Zaferle sonuçlanan ve İtilaf Devletleri arasında görüş ayrılıklarına sebep olan Sakarya Meydan Muharebesi sonunda bağımsızlığımızı tehdit etmeye devam eden düşman askerlerini Anadolu’dan çıkartmak için kesin bir taarruza ihtiyaç duyuldu.

Sakarya Meydan Muharebesi sonrası yaklaşık bir yıl boyunca hazırlık yapılan bu süreçte seferberlik ilan edilip Türk Halkı’nın elinde mevcut kalan, Türk Ordusu’nun faydasına kullanılabilecek neredeyse tüm araç ve gereçlere el konuldu. Ayrıca, Çarlık Rusya’sından mali yardım alındı ve Anadolu’dan çekilen Fransa’dan silahlar satın alındı. Yine de eldeki mevcut silah ve cephaneler Büyük Taarruz için yetmedi. Savaşın henüz başında başlattığımız ağır topçu ateşi ile su gibi akıp giden cephanemizin sınırlı olduğuna dair uyarılar yapan subaylara “Tek mermi kalıncaya kadar ateşe devam edilecektir. Cephane ikmalimizi düşmandan yapacağız” diye cevap vererek kararlılığını gösteren Gazi Mustafa Kemal; aynı kararlılığı savaştan kesin sonuç alınması için muharebenin son gününde süngü savaşlarına giren kahraman Türk Askeri’nden de gördü.

Ustaca planlanması sayesinde daha muharebelerin başında Yunan Ordusu’na karşı üstünlük sağlanmış olsa da, savaşın kazanılmasını sağlayan bu üstünlüğün korunması düşmanın çevresini sarmayı başaran on birinci tümen komutanı Derviş Paşa, Kolordu Komutanı Kemalettin Paşa ve oldukça stratejik bir nokta olan Çiğiltepe’yi söz verdiği sürede ele geçiremediği için bu duruma dayanamayıp intihar eden Reşat Paşa gibi kahraman subaylar sayesinde oldu.

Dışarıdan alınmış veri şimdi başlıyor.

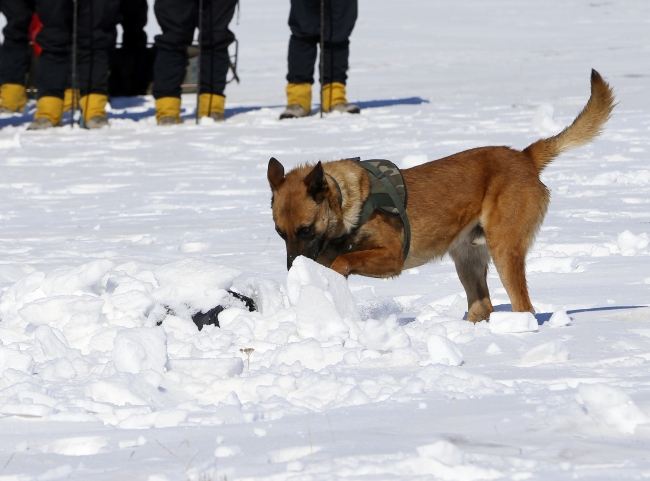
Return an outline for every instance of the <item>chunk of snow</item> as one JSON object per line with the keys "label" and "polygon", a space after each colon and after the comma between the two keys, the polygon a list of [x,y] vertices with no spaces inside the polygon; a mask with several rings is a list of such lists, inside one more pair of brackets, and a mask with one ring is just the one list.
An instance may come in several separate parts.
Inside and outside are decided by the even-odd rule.
{"label": "chunk of snow", "polygon": [[530,312],[493,312],[490,314],[490,331],[495,334],[535,332],[537,319]]}
{"label": "chunk of snow", "polygon": [[548,320],[549,327],[564,327],[571,323],[571,318],[566,313],[566,309],[560,308],[553,312],[553,315]]}
{"label": "chunk of snow", "polygon": [[463,353],[458,346],[446,337],[432,334],[427,339],[427,350],[431,360],[446,366],[460,366],[463,363]]}
{"label": "chunk of snow", "polygon": [[545,364],[549,362],[564,362],[569,359],[569,351],[558,341],[544,342],[533,347],[521,357],[524,364]]}
{"label": "chunk of snow", "polygon": [[326,342],[334,337],[347,339],[350,328],[343,322],[331,295],[316,286],[301,286],[296,304],[297,332],[303,339]]}
{"label": "chunk of snow", "polygon": [[359,335],[359,342],[366,349],[392,351],[411,345],[411,340],[393,314],[384,321],[368,319]]}
{"label": "chunk of snow", "polygon": [[580,384],[578,400],[596,421],[625,434],[634,434],[639,424],[650,422],[625,391],[605,384]]}
{"label": "chunk of snow", "polygon": [[7,369],[15,369],[25,374],[34,372],[34,359],[29,354],[0,346],[0,376]]}
{"label": "chunk of snow", "polygon": [[299,256],[287,274],[287,296],[292,306],[298,305],[303,286],[314,286],[328,293],[339,316],[348,326],[350,337],[357,339],[361,317],[345,277],[311,259]]}
{"label": "chunk of snow", "polygon": [[146,369],[163,372],[167,362],[167,336],[162,327],[139,327],[118,331],[111,357],[115,367],[137,374]]}

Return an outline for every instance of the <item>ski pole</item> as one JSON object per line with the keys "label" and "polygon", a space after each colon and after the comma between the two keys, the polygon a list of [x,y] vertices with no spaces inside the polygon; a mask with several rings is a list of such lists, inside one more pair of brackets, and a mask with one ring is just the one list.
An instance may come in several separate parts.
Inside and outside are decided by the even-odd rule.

Afyon Büyük Taarruz Şehitliği

Muharebenin son günü -ki bu gün Başkomutanlık Meydan Muharebesi olarak adlandırılır- hâlihazırda çembere alınmış ve karşısında avantaj sağlanmış olan düşman askerinin bir bölümü bu sarmaldan kaçmayı başarıp Yunan Ordusu’nun merkez birliği olan Uşak Bölgesi’ne doğru geri çekilince harekâtın başarısının yarım kalma riski doğdu. Bu sırada, bölgedeki köylerin asayişini korumak ve düşman ordusunun tüm direncini kırmak isteyen Mustafa Kemal öncü birliklerin başına geçerek harekâtı bizzat yönetti ve kesin bir zafer kazanarak Yunanlıların Anadolu’daki gayrimeşru varlığının son günlerinin geri sayımını başlattı. Bu haliyle 30 Ağustos’ta kazanılan muharebe, yakın tarihimizin en büyük zaferlerinden biri oldu.

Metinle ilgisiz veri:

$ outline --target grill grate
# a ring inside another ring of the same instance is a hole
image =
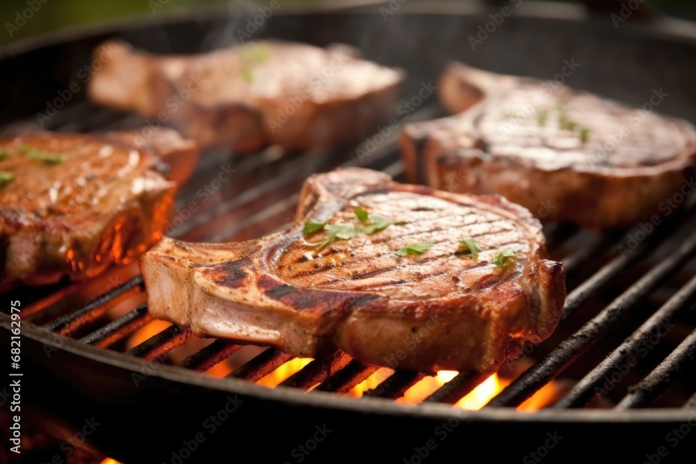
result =
[[[411,115],[410,120],[431,119],[440,114],[436,106],[427,106]],[[52,120],[54,125],[51,129],[71,131],[117,130],[137,127],[142,122],[137,118],[96,109],[86,103],[76,104],[59,115],[61,119],[56,116]],[[397,132],[395,131],[394,134],[386,138],[361,166],[384,170],[397,180],[403,180],[403,167],[397,153]],[[225,153],[205,154],[194,178],[180,189],[175,207],[175,209],[185,208],[189,202],[198,201],[200,211],[177,227],[172,235],[191,241],[224,241],[254,238],[277,230],[292,221],[297,192],[307,175],[338,165],[361,164],[354,152],[350,150],[328,154],[280,154],[271,149],[233,160],[232,166],[236,170],[238,182],[223,186],[211,195],[209,201],[203,202],[197,198],[197,189],[212,178],[221,163],[229,162]],[[691,211],[693,208],[690,207],[688,211]],[[680,221],[683,223],[677,232],[673,232],[674,227],[661,227],[626,257],[617,255],[617,246],[626,237],[619,232],[600,234],[566,225],[546,227],[545,233],[552,257],[563,261],[569,276],[569,289],[571,290],[564,309],[562,327],[557,333],[575,330],[573,328],[577,326],[581,327],[569,336],[555,335],[536,347],[535,351],[538,350],[539,354],[535,355],[539,356],[541,360],[523,371],[487,406],[519,406],[546,383],[574,366],[592,347],[615,329],[619,321],[635,311],[665,281],[674,280],[672,278],[678,280],[680,269],[696,248],[696,234],[690,232],[693,225],[686,214],[672,223]],[[574,245],[578,241],[580,246],[577,243]],[[681,244],[670,251],[665,259],[651,259],[650,252],[660,243],[677,243],[678,241]],[[618,287],[612,287],[613,284],[626,278],[637,269],[647,271],[608,304],[601,304],[606,294],[616,292]],[[109,272],[113,271],[106,274]],[[95,282],[104,282],[106,278],[106,275],[100,276]],[[125,278],[117,279],[116,285],[113,285],[113,276],[111,279],[111,285],[102,287],[109,288],[107,291],[97,292],[99,294],[72,309],[56,310],[55,307],[59,306],[62,301],[80,298],[86,286],[84,282],[64,283],[53,292],[35,296],[31,305],[23,310],[23,318],[29,323],[39,324],[42,321],[42,326],[46,330],[63,337],[77,338],[80,343],[122,351],[124,355],[152,361],[155,363],[155,368],[157,363],[168,362],[168,353],[188,346],[192,338],[195,338],[188,330],[170,326],[126,350],[125,340],[153,319],[148,314],[146,305],[142,304],[144,286],[139,275],[132,273]],[[585,406],[596,394],[595,387],[611,371],[612,367],[625,360],[662,321],[679,318],[688,309],[695,293],[696,280],[692,279],[654,315],[647,314],[649,319],[638,330],[624,337],[625,339],[619,340],[617,348],[607,349],[610,353],[609,357],[599,364],[592,363],[593,367],[589,372],[578,376],[581,380],[554,407]],[[27,295],[27,298],[31,296]],[[117,305],[132,305],[134,309],[113,321],[105,320],[105,314]],[[592,307],[598,305],[593,314]],[[568,328],[562,330],[567,325]],[[617,406],[617,410],[653,405],[660,394],[675,381],[677,374],[693,365],[696,344],[693,324],[687,322],[681,325],[691,334],[681,343],[677,340],[674,344],[678,346],[671,354],[654,369],[649,369],[647,376],[631,387],[630,392]],[[244,348],[243,345],[223,340],[214,340],[203,348],[196,346],[195,352],[178,362],[178,367],[203,373]],[[547,353],[545,357],[544,353]],[[237,367],[228,376],[258,382],[293,358],[291,355],[269,348]],[[351,360],[345,353],[338,351],[324,358],[312,360],[280,385],[305,391],[315,388],[343,394],[378,369]],[[422,373],[397,370],[372,389],[367,390],[364,396],[389,401],[396,399],[424,378]],[[459,373],[424,401],[454,404],[486,378],[487,376],[474,372]],[[688,397],[693,393],[688,392],[686,395],[683,403],[685,407]]]

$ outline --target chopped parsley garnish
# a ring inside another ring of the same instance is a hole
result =
[[[313,221],[308,221],[305,223],[305,226],[302,229],[302,233],[305,235],[309,235],[315,232],[317,232],[322,230],[326,225],[326,222],[324,223],[315,223]]]
[[[12,173],[0,171],[0,187],[3,187],[12,181],[15,180],[15,175]]]
[[[241,55],[249,61],[265,61],[271,55],[271,48],[264,43],[251,44],[242,49]]]
[[[358,221],[361,223],[367,221],[367,218],[370,215],[367,214],[367,209],[358,206],[354,211],[355,211],[355,217],[358,218]]]
[[[587,138],[590,137],[590,129],[587,127],[583,127],[580,130],[580,140],[583,142],[587,142]]]
[[[408,255],[422,255],[426,251],[430,249],[430,247],[433,246],[430,242],[424,242],[422,243],[411,243],[410,245],[406,245],[403,248],[399,250],[396,252],[396,254],[399,256],[406,256]]]
[[[394,224],[394,223],[391,221],[387,219],[386,218],[383,218],[381,216],[373,216],[370,214],[367,216],[367,218],[370,223],[363,227],[363,232],[367,235],[379,232],[380,230],[384,230],[390,225]]]
[[[470,255],[475,259],[478,257],[479,252],[481,251],[481,247],[476,241],[470,237],[464,237],[464,239],[459,239],[459,248],[463,251],[465,251],[465,255]]]
[[[546,125],[546,117],[548,115],[548,111],[546,110],[542,110],[539,112],[539,115],[537,116],[537,123],[540,126]]]
[[[324,226],[324,230],[326,231],[326,238],[317,246],[317,250],[336,240],[349,240],[358,234],[358,230],[352,224],[329,224]]]
[[[578,127],[578,125],[574,121],[568,119],[565,115],[561,115],[560,119],[558,120],[558,126],[563,130],[572,131]]]
[[[496,266],[505,266],[507,258],[514,255],[515,252],[509,249],[505,249],[499,253],[492,262]]]
[[[309,221],[305,223],[304,227],[302,228],[302,233],[304,235],[310,235],[320,230],[326,232],[326,239],[317,246],[317,249],[320,250],[336,240],[348,240],[358,234],[371,235],[380,230],[383,230],[390,225],[403,225],[406,223],[404,221],[393,221],[380,216],[370,214],[365,208],[361,207],[355,208],[354,211],[359,223],[328,224],[326,222],[317,223]],[[356,227],[356,225],[358,227]]]
[[[356,207],[354,210],[355,216],[361,223],[365,223],[366,225],[362,227],[360,231],[363,234],[372,235],[380,230],[384,230],[390,225],[403,225],[406,224],[405,221],[393,221],[381,216],[370,214],[367,210],[361,207]]]
[[[61,155],[56,153],[47,153],[26,145],[22,147],[20,151],[29,158],[41,161],[44,164],[58,164],[63,162]]]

Gazi Mustafa Kemal muharebelerden sonra tarihe şu sözleri not ettirdi: “Harpler ve meydan muharebeleri yalnızca iki ordunun çarpışması değildir. Milletlerin çarpışmasıdır. Meydan muharebesi, milletlerin bütün varlığıyla ilim ve fen alanlarındaki seviyeleriyle, ahlakları ve kültürleriyle, kısaca bütün maddi ve manevi kudret ve faziletleriyle çarpıştığı bir imtihan alanıdır. Bu sebeple meydan muharebesinde yenilen taraf, milletçe ve memleketçe bütün maddi ve manevi varlığı ile mağlup edilmiş sayılır.

Efendiler! Türk vatanını fethetmek düşüncesini, Türk’ü esir etmek hayalini genel bir düşünce haline koymaya çalışanların da layık oldukları akıbetten kurtulamamış olduklarını gözlerimizle gördük.

Efendiler! Milli tarihimiz çok büyük ve çok parlak zaferlerle doludur; fakat Türk Ulusunun burada kazandığı zafer kadar, Cihan tarihine yeni akım vermekte kesin tesirli bir meydan muharebesi hatırlamıyoruz. Hiç şüphe etmemelidir ki, yeni Türk Devleti’nin, genç Türk Cumhuriyeti’nin temeli burada kuvvetlendirildi, ebedi hayatı burada taçlandırıldı. Bu alanda akan Türk kanları, bu gökte uçan şehit ruhları, Devlet ve Cumhuriyetimizin ebedi koruyucularıdır”.

Türk Kurtuluş Savaşı’nda Türkiye Cumhuriyeti için fedakârca savaşan tüm kahramanları saygıyla anıyorum.